P.S. BTW, this was found by typing "segway build" into google and it was the top item on the list...

Reply to
Scott McDonnell

Reply to
Marc

BTW, a recent article in the paper said the Segways have been recalled because they have a tendency to flip over when the batteries get weak.

Reply to
dan michaels

-------------------- It was a simple firmware fix, big deal.

-Steve

Reply to
R. Steve Walz

Good. BTW, from a practical viewpoint, what do people do when their segway batteries run down a few miles from home? Does the interface give fair warning of low batteries - as in "how many miles worth of energy are left"?

Reply to
dan michaels

Maybe Segway will create "Segway-tows" -- AAA for disabld machines. They'll tow you to the nearest recharge station.

Anyway, the idea of "copying" a Segway from a schematic is a bit of a lark, as it's protected by so many patents it would make any lawyer blush. Even building one for yourself would not be legal. Of course, we're all law abiding robot builders around here, right?...

-- Gordon Author: Constructing Robot Bases (Forthcoming) Robot Builder's Sourcebook, Robot Builder's Bonanza

Reply to
Gordon McComb

Patents do not prevent you from building one for yourself. It's explicitly permitted.

However, the schematics would be mostly useless. A battery, a pair of high power bridge motor controllers, and a microcontroller. It's the software that's interesting.

Reply to
Dave VanHorn

From the US Patent Office:

"The right conferred by the patent grant is, in the language of the statute and of the grant itself, "the right to exclude others from making, using, offering for sale, or selling" the invention in the United States or "importing the invention into the United States."

Note the first item: "making." It's a common misconception that patents only apply to commercial sale. They have always applied to private use as well.

One could argue that reproducing a patented invention would be required to test its validity -- and that would mean having to build it. But the USPTO hasn't required models in years. The validity of the patent is supposed to be apparent just from the filing.

-- Gordon Author: Constructing Robot Bases (Forthcoming) Robot Builder's Sourcebook, Robot Builder's Bonanza

Reply to
Gordon McComb

-------------------- Wrong, I have the case law cites someplace that show that the term "make" in that paragraph refers only to making with the INTENT to sell elsewhere, preventing the manufacture of something in the USA that is not sold here but is then exported and sold elsewhere. A few early cases put an end to prosecutions for people making their own of anything revealed in a patent.

-Steve

Reply to
R. Steve Walz

Think about it. Throughout the industrial revolution most users of a patented product would have made (and used) their own. Most of these devices were simple in construction, using only basic wood and metal working. This hardly would have been worthwhile for the patent process, now would it. Decades of patents that would have been reproduced by every farmer, factory merchant, and railroad baron, just because they could make it for themselves and slipstream past patent law.

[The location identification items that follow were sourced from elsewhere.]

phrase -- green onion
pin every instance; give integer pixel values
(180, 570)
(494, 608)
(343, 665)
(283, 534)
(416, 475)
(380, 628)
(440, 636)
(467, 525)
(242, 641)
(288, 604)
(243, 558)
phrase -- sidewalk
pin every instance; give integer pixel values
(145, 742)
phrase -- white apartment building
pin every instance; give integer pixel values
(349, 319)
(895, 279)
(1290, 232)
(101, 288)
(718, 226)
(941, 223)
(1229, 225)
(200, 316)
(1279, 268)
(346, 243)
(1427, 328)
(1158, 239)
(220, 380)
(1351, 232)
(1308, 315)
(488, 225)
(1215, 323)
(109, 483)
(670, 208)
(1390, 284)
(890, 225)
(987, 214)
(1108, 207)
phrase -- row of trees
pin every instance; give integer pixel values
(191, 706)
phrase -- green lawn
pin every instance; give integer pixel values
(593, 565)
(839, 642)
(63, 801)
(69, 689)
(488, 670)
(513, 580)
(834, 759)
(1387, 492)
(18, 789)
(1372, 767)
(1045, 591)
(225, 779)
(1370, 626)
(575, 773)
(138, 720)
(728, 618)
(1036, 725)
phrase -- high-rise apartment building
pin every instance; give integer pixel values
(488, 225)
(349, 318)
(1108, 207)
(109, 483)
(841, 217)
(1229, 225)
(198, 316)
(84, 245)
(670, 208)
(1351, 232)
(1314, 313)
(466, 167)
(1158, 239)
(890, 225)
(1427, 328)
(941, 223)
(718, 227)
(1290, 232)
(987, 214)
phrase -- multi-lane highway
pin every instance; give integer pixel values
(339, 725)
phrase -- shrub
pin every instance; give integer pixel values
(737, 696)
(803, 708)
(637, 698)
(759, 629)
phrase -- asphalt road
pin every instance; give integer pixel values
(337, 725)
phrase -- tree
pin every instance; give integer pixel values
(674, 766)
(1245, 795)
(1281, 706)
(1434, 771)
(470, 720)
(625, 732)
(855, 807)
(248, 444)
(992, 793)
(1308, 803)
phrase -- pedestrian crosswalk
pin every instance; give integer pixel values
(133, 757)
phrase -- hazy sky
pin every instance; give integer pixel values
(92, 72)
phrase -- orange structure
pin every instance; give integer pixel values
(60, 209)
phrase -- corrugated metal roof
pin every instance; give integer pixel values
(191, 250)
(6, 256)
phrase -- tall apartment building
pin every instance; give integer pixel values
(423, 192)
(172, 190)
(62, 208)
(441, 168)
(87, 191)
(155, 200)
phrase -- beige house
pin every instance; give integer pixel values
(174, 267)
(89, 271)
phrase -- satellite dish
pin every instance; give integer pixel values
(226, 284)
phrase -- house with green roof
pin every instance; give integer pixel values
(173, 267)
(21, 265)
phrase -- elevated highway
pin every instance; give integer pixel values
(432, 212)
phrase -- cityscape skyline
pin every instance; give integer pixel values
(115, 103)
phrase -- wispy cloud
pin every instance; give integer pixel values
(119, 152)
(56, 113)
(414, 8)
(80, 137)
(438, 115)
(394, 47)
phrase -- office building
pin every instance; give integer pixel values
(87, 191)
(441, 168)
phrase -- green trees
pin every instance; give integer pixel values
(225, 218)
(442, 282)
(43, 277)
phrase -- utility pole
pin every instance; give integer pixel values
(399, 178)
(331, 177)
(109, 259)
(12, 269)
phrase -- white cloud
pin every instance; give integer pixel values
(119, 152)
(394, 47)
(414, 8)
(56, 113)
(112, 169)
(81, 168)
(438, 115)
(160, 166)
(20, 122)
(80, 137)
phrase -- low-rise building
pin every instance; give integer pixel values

But I'm game. Cite the case law. (And not just the very narrow case law that allows for scholarly research, but NOT for continued use.)

-- Gordon Author: Constructing Robot Bases (Forthcoming) Robot Builder's Sourcebook, Robot Builder's Bonanza

Reply to
Gordon McComb

---------------------- Nonsense, as now, most high technology then was incapable of being manufactured by most folks who needed it, in their homes and garages.

---------------------- Which is why they weren't patented and weren't eligible for patent.

------------------------ They did, where they could. Mostly they couldn't, they were neither technically competent, nor lived near a patent repositority so they could research whatever the hell it was they had wanted. If a farmer who was a blacksmith saw something of metal and wanted a few, he made them, this was done for thousands of years. Those who didn't have those skills bought them or did without.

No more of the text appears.